Ich schätze die eingravierten Namen an den Briefkästen, muss aber auch Detektiv sein. Von Hand angeschriebene und vom Wetter verwitterte Klebeetiketten können einen verwirren. Dazu die vielen fremden Namen, von denen nicht sofort auszumachen ist, welches der Familien- und welches der Vorname ist. Doch schwierige Fälle prägen sich ein. Alle bekommen ihre Post.

Unterwegs spreche ich mit meinen Füssen und Knien und danke ihnen, dass sie mir behilflich sind. Tausende Schritte muss ich tun, auf und ab, auch in Gärten und Höfe hinein.

Im Altersheim hole ich die Post aus dem gelben Kasten und schleuse sie in den Zustellkanal. Unterwegs treffe ich wieder auf jenen Mann, der seit Monaten auf meinem letzten Wegstück, an Stöcken humpelnd, eine neue Beweglichkeit einübt.

Hunderte von Sendungen gingen durch meine Hand. Von allen geht eine ganz eigene Ausstrahlung aus. Schöne Briefe bewundere ich, auch wenn der Blick auf ihnen nur Sekunden oder Bruchteilen davon ruhen kann. Auch spezielle Briefmarken erkenne ich sofort. Postkarten aus fernen Ländern entfachen Reisefieber. Immer sind es Sendungen von und an Menschen. Was bringe ich Ihnen? Gutes oder schwer Verdauliches? Sicher bin ich oft Schicksalsträgerin, ohne dass ich es weiss.

Mittwoch, 19. Januar 2005

Zürich am Meer

Ich bin an den Zürichsee gelaufen und habe das Meer gefunden. Wasser und Himmel vereint. Kein Alpenkranz in Sicht. Rechtes und linkes Seeufer im Dunst versteckt. Nur die Albiskette lässt sich erahnen.

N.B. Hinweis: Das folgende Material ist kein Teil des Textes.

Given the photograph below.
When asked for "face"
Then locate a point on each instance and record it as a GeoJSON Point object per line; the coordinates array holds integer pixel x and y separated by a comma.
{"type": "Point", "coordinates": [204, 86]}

Scheinbar unspektakulär, zieht diese verschlafene Situation wenig Spaziergänger an. Mir aber gefällt sie. Ich weiss, dass es ein Dahinter gibt, habe es öfters schon gesehen. Jetzt schaue ich das an, was der heutige Tag mir zeigt. Die Weite, das Unendliche, das diffuse Blau. Auch die Sonne ist anwesend und am Lichtspiel beteiligt. Ganymed ist ebenfalls da, noch nicht abgeflogen. Aber von der Sehnsucht, in den Olymp zu gelangen, redet seine Geste seit Jahrzehnten. (Die von Hermann Hubacher gestaltete Skulptur steht im kleinen Park bei der VBZ-Haltestelle Bürkliplatz.)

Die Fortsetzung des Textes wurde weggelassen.